Jimmy began his writing career in the early Eighties on Channel 4’s ground breaking Merseyside soap Brookside, where he showed how truthfully he could write about working class life in a city socially broken by Thatcherism. His breakout work Cracker followed a decade later, and was a massive hit. But it was being asked by the Hillsborough families in 1996 to write about what happened in the hell of that Sheffield football stadium that would have the greatest impact, both on Jimmy and what was to follow. His Hillsborough dramatisation starkly challenged the officially-reported version of events, telling the story of the families’ ongoing agony in the face of a brutal campaign of police lies, political cover-up and legal obstruction. Perhaps the most important work Jimmy would ever write, it was an early but hugely significant milestone on the families’ journey to seek justice for the 96 fans unlawfully killed that Saturday afternoon. Two decades on from his television film, the truth of what Jimmy wrote is finally – officially - acknowledged.

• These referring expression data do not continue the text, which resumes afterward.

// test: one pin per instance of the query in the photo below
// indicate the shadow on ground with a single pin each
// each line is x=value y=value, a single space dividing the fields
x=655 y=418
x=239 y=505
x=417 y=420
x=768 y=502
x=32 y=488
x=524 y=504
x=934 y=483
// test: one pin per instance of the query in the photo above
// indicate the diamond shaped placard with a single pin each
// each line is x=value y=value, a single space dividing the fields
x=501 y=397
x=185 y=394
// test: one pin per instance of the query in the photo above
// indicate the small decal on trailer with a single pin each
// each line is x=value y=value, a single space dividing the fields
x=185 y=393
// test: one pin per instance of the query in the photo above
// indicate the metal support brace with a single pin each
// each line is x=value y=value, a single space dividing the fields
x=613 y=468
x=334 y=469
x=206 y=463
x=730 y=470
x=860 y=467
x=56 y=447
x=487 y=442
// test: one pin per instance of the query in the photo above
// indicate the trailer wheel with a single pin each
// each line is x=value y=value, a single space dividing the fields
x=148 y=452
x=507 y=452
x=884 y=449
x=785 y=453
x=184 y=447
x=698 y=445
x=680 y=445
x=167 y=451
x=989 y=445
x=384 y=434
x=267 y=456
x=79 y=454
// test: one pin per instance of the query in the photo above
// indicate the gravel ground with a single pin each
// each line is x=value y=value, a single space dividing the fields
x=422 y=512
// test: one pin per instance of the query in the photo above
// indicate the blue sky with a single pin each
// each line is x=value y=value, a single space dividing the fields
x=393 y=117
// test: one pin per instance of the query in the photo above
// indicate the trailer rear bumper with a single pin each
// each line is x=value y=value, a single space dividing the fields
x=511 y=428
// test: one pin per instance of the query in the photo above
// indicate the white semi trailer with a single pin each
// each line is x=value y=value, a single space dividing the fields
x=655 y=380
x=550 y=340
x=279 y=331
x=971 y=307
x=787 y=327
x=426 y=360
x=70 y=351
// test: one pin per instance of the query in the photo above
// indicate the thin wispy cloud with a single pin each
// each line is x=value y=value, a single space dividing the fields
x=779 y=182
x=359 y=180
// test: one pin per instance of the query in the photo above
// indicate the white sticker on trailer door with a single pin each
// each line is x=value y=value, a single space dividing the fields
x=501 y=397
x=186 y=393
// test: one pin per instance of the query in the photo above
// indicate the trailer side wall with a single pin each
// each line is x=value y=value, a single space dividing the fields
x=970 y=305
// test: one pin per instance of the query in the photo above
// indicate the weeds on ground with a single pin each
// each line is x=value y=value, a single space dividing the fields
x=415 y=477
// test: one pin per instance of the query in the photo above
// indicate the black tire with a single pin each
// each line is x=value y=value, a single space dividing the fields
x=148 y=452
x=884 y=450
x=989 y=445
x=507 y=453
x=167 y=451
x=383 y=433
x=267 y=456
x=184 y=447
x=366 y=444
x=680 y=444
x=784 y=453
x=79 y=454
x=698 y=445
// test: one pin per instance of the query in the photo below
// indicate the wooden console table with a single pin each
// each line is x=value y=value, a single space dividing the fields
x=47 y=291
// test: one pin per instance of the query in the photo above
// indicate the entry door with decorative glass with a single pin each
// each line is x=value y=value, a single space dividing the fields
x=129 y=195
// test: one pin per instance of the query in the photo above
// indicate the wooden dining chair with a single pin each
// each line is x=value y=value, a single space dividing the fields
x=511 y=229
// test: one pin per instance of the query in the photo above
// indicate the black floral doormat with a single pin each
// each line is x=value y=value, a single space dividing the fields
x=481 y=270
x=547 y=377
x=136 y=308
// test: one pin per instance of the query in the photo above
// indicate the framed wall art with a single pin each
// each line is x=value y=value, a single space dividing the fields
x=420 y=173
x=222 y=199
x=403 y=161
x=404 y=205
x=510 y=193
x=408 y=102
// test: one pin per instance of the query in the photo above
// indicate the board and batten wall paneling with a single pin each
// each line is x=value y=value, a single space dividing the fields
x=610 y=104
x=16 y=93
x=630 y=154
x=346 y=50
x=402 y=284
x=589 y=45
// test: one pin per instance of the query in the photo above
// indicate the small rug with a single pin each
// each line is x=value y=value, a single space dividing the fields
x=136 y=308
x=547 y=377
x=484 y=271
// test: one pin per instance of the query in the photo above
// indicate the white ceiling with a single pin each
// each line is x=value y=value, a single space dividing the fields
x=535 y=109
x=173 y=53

The difference between justice and the law is a theme Jimmy has returned to more than once. His 2014 drama Common questioned the controversial joint enterprise law, where a person can be jailed for a murder they didn’t physically commit; his two series of Accused told the stories of how people in the dock of a criminal court had found themselves there, awaiting verdicts that would change their lives forever.
His work has also given an authentic voice to people whose stories are rarely told with conviction or realism on television – whether they’re the striking workers on the Liverpool wharf-side in Dockers on Channel 4 in 1999, or the indigenous Australian households of an inner-city suburb of Sydney in Redfern Now for the ABC in 2012.
He writes about big themes – responsibility, accountability, communities that feel trapped. He writes about the people who are overlooked, or lied to, or wilfully ignored. And there is never any doubt whose side he is on.”